Keystone species structure ecological communities and are major determinants of biodiversity. A synthesis of research on keystone species is nonetheless missing a critical component – the sensory mechanisms for behavioral interactions that determine population‐ and community‐wide attributes. Here, we establish the chemosensory basis for keystone predation by sea stars ( Pisaster ochraceus ) on mussels. This consumer‐resource interaction is prototypic of top‐down driven trophic cascades. Each mussel species ( Mytilus californianus and M. galloprovincialis ) secretes a glycoprotein orthologue (29.6 and 28.1 kDa, respectively) that acts, singularly, to evoke the sea star predatory response. The orthologues (named “ KEYSTONE in”) are localized in the epidermis, extrapallial fluid, and organic shell coating (periostracum) of live, intact mussels. Thus, KEYSTONE in contacts chemosensory receptors on tube feet as sea stars crawl over rocky surfaces in search of prey.
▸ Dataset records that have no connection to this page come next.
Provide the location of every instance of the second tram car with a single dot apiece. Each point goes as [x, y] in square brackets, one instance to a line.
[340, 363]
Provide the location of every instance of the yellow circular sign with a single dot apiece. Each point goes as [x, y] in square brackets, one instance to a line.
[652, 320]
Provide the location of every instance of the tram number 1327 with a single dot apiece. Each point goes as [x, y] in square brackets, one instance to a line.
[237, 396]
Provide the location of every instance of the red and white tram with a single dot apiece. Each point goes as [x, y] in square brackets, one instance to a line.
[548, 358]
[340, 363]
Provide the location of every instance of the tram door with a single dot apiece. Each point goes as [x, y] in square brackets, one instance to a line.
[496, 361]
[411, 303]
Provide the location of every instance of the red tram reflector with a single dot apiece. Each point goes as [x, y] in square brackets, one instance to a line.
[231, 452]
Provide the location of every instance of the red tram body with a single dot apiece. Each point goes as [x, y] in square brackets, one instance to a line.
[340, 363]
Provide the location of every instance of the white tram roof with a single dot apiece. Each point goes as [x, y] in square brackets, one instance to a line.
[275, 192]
The complete nucleotide sequences reveal that KEYSTONE in shares 87% ( M. californianus ) or 98% ( M. galloprovincialis ) homology with a calcium‐binding protein in the shell matrix of a closely related congener, M. edulis . All three molecules cluster tightly within the Complement Component 1 Domain Containing (C1q DC ) protein family; each exhibits a large globular domain, low complexity region(s), coiled coil, and at least four of five histidine‐aspartic acid tandem motifs. Collective results support the hypothesis that KEYSTONE in evolved ancestrally in immunological, and later, in biomineralization roles. More recently, the substance has become exploited by sea stars as a contact cue for prey recognition. As the first identified compound to evoke keystone predation, KEYSTONE in provides valuable sensory information, promotes biodiversity, and shapes community structure and function. Without this molecule, there would be no predation by sea stars on mussels.